International organization of media professionals

The Jazz Journalists Association (JJA), founded in 1987, is an international organization of all types of media professionals who document, promulgate, or appreciate jazz. As of 2016, it has approximately 250 members, including professional journalists, students, industry associates and supporting institutions, primarily in North America but also on other continents. The mission of the association is "to promote high standards and respect for our works, to create a professional network, and to increase general interest in jazz". It is a 501(c)(3) non-profit corporation. The president of the association (as of 2016) is jazz writer Howard Mandel.
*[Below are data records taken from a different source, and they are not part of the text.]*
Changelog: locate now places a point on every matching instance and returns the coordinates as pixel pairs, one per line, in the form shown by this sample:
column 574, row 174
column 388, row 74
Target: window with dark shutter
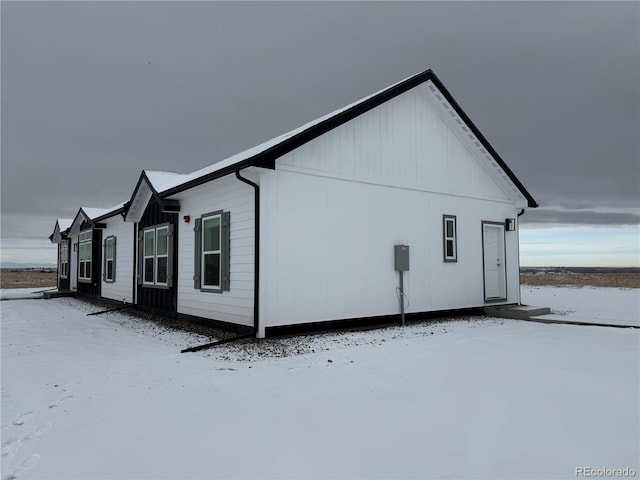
column 109, row 264
column 450, row 238
column 212, row 247
column 155, row 263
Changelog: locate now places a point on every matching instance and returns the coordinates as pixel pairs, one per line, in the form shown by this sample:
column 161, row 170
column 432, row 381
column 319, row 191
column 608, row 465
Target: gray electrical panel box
column 401, row 256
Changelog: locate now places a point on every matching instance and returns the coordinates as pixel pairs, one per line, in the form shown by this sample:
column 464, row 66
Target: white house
column 302, row 229
column 95, row 253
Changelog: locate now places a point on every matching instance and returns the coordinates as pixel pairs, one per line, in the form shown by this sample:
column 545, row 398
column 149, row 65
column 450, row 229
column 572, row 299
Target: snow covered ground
column 111, row 397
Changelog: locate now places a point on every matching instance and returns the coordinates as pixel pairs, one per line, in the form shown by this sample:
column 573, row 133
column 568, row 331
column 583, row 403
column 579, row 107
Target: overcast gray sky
column 94, row 92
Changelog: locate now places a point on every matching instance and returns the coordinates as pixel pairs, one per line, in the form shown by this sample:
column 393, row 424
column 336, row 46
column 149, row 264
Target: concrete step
column 58, row 294
column 520, row 312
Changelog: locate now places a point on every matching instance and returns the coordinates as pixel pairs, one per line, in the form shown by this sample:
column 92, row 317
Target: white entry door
column 494, row 261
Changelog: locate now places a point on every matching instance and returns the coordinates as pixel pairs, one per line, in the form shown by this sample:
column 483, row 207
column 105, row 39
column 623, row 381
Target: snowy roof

The organization was founded after writers and broadcasters involved in jazz convened in 1987 in Chicago, United States. Since then, the JJA has held meetings and panel discussions, frequently coinciding with major jazz festivals around North America, and online activities including its eyeJAZZ video training webinars. It established a website, www.Jazzhouse.org, in 1996, and in 2007 transferred activities to JJANews.org and Members.jazzjournalists.org; the JJA also maintains Facebook pages for specific activities. The JJA's quarterly journal, Jazz Notes, is archived at JJANews.org along with new content. JJANews focuses on business-to-business information, for journalists and others professionally involved in jazz.

==Awards==
In 1997, the Association, with producer Michael Dorf, then of the Knitting Factory, founded the Jazz Awards, which are presented for excellence in both music and music journalism. Originally the awards were presented at a party in New York each June; as of 2014 the awards for music are announced April 15 and presented by JJA members to musicians at their performances throughout the US. The awards for journalism and media are announced and presented at a party in June in New York.

In 2010 the JJA established a media campaign called "Jazz April" to celebrate Jazz Appreciation Month (as declared by the Smithsonian Institution) culminating in International Jazz Day (established by UNESCO with support from the Thelonious Monk Institute of Jazz). The JJA Jazz Awards were streamed as live video in 2010 and 2011; those programs are archived in their entirety at UStream.com.